A Type II report will perform testing to determine that

1)      the description presents fairly the controls that have been placed in operation;

2)      the controls were suitably designed to achieve the control objectives;

3)      the controls were operating effectively

Could result in a Qualified Opinion if the description of controls and/or tests of operating effectiveness do not fairly present sufficient evidence to support the stated control objectives. 

SAS 70 Control Objectives

The scope is defined by the ASP, typically focusing on business processes that are critical to the services it provides to its clients and deemed as financially significant to the client’s operations. 

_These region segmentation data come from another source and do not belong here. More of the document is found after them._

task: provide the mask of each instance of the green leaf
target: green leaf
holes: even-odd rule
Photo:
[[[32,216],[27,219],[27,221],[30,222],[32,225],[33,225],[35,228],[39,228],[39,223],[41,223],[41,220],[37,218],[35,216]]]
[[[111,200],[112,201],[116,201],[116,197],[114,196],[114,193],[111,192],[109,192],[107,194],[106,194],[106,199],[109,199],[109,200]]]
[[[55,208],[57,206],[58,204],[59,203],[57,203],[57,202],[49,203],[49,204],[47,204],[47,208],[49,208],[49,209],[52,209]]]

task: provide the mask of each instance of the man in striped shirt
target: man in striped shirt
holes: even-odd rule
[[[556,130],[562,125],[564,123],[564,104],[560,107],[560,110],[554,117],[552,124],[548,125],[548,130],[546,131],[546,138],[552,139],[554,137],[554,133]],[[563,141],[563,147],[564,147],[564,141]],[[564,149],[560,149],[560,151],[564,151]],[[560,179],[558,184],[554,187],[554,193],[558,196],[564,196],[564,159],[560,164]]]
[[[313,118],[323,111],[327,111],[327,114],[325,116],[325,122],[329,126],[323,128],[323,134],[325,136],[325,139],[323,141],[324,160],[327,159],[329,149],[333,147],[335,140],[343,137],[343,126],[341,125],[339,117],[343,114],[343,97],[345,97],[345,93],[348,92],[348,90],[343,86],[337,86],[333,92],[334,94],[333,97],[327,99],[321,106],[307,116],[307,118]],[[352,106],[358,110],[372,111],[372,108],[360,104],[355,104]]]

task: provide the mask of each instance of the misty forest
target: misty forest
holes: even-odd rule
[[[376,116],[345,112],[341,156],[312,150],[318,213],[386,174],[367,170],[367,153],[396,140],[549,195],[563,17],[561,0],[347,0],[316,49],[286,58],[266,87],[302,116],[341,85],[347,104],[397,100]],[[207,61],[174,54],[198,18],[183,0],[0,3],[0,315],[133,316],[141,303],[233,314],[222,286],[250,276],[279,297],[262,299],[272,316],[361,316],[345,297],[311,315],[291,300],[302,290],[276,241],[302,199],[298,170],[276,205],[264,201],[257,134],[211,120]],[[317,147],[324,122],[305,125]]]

Typically will contain general computer controls plus any additional organization-specific controls that are financially significant to customers. General Computer Controls:

• Systems Development, Implementation, and Maintenance
• Systems Software Change Control
• Logical Access
• Physical Access
• Computer Operations
• Data Transmission
• Application Controls (e.g. Systems Product and Pricing process) – easily customizable 

SAS 70 Benefits

A SAS 70 with an Unqualified Opinion issued by an accredited independent accounting firm differentiates an ASP from its peers by demonstrating the establishment of effectively designed control objectives and activities. 

Competitive advantage in selling prospects and retaining existing customers 

Indicates that the ASP has tight and effective control over its operation and that the likelihood of financial loss, operational failure, or corruption of data are mitigated. 

Reduces strain on ASP and client resources by limiting the number of necessary external audits. 

Provides a means for an annual independent assessment and testing (Type II) of control activities, which could identify opportunities for improvement in many operational functions. 

Saves clients the inflated cost of paying for regular external audits of the service organization.